The Genevan churches and the Western Church
In: Balserak , J 2021 , The Genevan churches and the Western Church . in Brill's Companion to the Reformation in Geneva . Brill's Companions to the Christian Tradition, vol 96 , Brill Academic Publishers , pp. 140-162 . https://doi.org/10.1163/9789004404397_008
The development of the doctrine of the church in the west is, unsurprisingly, profoundly indebted to Augustine. But that is not to say that thinking on it was completed in 430. Rather the Middle Ages witnessed considerable alteration, renewal, and change in regards to ecclesiology. This was particularly apparent during the late Middle Ages when the subject moved from the domain of the canon lawyers to that of theologians (So, for instance, although Thomas Aquinas' Summa Theologicae contains no material on the doctrine of the church, Jan Hus would write a sizeable tome dedicated to the locus just 200 years later).
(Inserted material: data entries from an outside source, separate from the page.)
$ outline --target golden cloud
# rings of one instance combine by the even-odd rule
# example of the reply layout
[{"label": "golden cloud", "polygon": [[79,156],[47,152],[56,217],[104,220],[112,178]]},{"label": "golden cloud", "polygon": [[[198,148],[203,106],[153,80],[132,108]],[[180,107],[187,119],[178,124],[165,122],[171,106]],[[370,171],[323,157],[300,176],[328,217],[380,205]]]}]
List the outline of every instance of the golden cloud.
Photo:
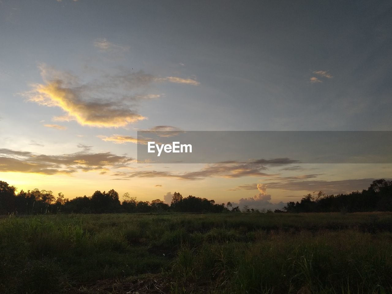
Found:
[{"label": "golden cloud", "polygon": [[61,131],[67,129],[66,127],[64,127],[62,125],[44,125],[44,126],[48,128],[56,129],[57,130],[60,130]]}]

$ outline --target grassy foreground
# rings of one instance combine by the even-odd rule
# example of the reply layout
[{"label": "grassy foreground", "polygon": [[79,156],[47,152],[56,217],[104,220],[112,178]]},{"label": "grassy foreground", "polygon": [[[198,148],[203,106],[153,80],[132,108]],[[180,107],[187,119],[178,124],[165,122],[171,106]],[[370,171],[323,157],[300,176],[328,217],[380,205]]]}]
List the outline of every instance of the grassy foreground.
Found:
[{"label": "grassy foreground", "polygon": [[0,219],[0,293],[392,293],[392,213]]}]

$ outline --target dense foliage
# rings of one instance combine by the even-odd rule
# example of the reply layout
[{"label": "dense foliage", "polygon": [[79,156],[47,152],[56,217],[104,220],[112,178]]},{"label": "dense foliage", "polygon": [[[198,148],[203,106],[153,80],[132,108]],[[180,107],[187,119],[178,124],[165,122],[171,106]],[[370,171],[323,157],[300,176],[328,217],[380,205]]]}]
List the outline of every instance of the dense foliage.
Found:
[{"label": "dense foliage", "polygon": [[[168,211],[187,212],[240,212],[238,206],[229,202],[217,204],[213,200],[189,195],[183,198],[174,192],[170,205],[156,199],[151,202],[138,201],[128,193],[120,202],[118,193],[113,189],[103,192],[96,191],[91,197],[85,195],[69,200],[62,193],[55,197],[51,191],[34,189],[16,194],[16,189],[0,181],[0,214],[56,213],[108,213],[151,212]],[[355,212],[392,211],[392,181],[383,179],[373,181],[367,190],[337,195],[326,195],[320,191],[316,195],[308,194],[300,201],[289,202],[284,211],[276,212]],[[245,212],[260,212],[245,206]],[[268,211],[267,212],[270,212]]]},{"label": "dense foliage", "polygon": [[183,198],[174,192],[170,205],[156,199],[151,202],[138,201],[128,193],[120,202],[118,193],[113,189],[103,192],[96,191],[91,197],[85,195],[69,200],[59,193],[57,197],[51,191],[34,189],[15,193],[15,187],[0,181],[0,214],[41,214],[58,212],[109,213],[176,212],[220,212],[227,211],[224,203],[216,204],[213,200],[189,195]]},{"label": "dense foliage", "polygon": [[367,190],[348,194],[308,194],[300,202],[289,202],[284,207],[289,212],[392,211],[392,181],[373,181]]}]

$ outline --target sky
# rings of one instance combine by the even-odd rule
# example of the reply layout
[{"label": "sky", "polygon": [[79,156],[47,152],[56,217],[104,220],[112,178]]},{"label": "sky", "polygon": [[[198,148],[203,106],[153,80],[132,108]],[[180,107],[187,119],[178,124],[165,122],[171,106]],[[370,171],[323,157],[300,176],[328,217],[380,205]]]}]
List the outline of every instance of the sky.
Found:
[{"label": "sky", "polygon": [[388,1],[2,0],[0,180],[272,209],[392,178],[386,163],[138,163],[135,140],[392,131],[391,13]]}]

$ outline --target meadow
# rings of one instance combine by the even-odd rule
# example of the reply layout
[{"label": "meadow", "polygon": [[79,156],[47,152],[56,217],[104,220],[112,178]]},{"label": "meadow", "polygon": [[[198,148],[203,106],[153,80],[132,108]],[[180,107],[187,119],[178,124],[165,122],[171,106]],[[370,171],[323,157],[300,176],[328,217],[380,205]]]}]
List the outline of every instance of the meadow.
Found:
[{"label": "meadow", "polygon": [[0,218],[0,293],[392,293],[392,213]]}]

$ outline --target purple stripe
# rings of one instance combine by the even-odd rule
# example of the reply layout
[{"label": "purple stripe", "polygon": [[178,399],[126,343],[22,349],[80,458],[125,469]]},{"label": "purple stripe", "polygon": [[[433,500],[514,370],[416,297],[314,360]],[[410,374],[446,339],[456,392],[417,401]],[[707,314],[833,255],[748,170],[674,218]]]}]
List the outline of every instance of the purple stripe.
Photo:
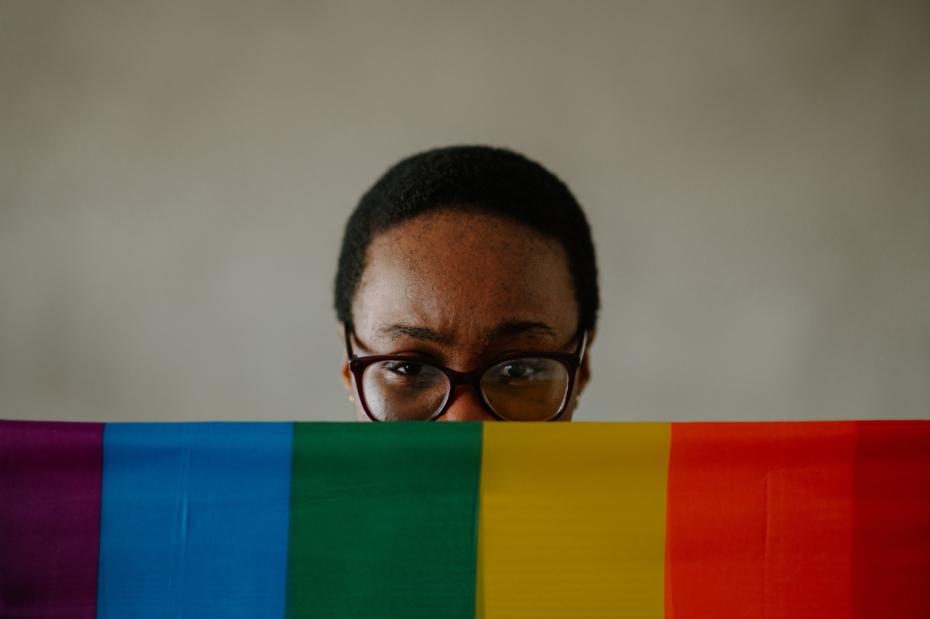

Deeply influenced by things like the Avignon papacy, the Renaissance, the blossoming of apocalyptic thought, and the arrival in Europe of the 'Turks,' theological reflection on the nature of the church occupied a prominent place in the labours of Protestant Reformers eager to attack the Roman Catholic church as the Anti-Christ and synagogue of Satan. These early and enthusiastic attacks invariably met with serious intellectual engagement from seasoned Catholic polemicists forcing later evangelicals like Guillaume Farel, John Calvin, and Theodore Beza to reframe and reassert their positions for a new generation of Europeans following the death of Ulrich Zwingli, Johannes Oecolampadius, and in the waning years of other important thinkers such as Wolfgang Capito and of course Martin Luther. All of this was, in the case of Geneva, taking place within a city which, though important in its own right, was nonetheless negotiating its position within the wider world. Berne influenced it significantly and it enjoyed good relations with Swiss cities like Zurich. Yet much of Geneva's attention faced westward towards France from which not only all of its important ministers but also a sizeable amount of its population came, fleeing persecution from the French (Catholic) government. Accordingly, not only Geneva's theological reflections but also its social and political musings on the church were being inspired and constrained by a Gallican influence. This chapter will attempt to set out the thought on the church which these influences produced.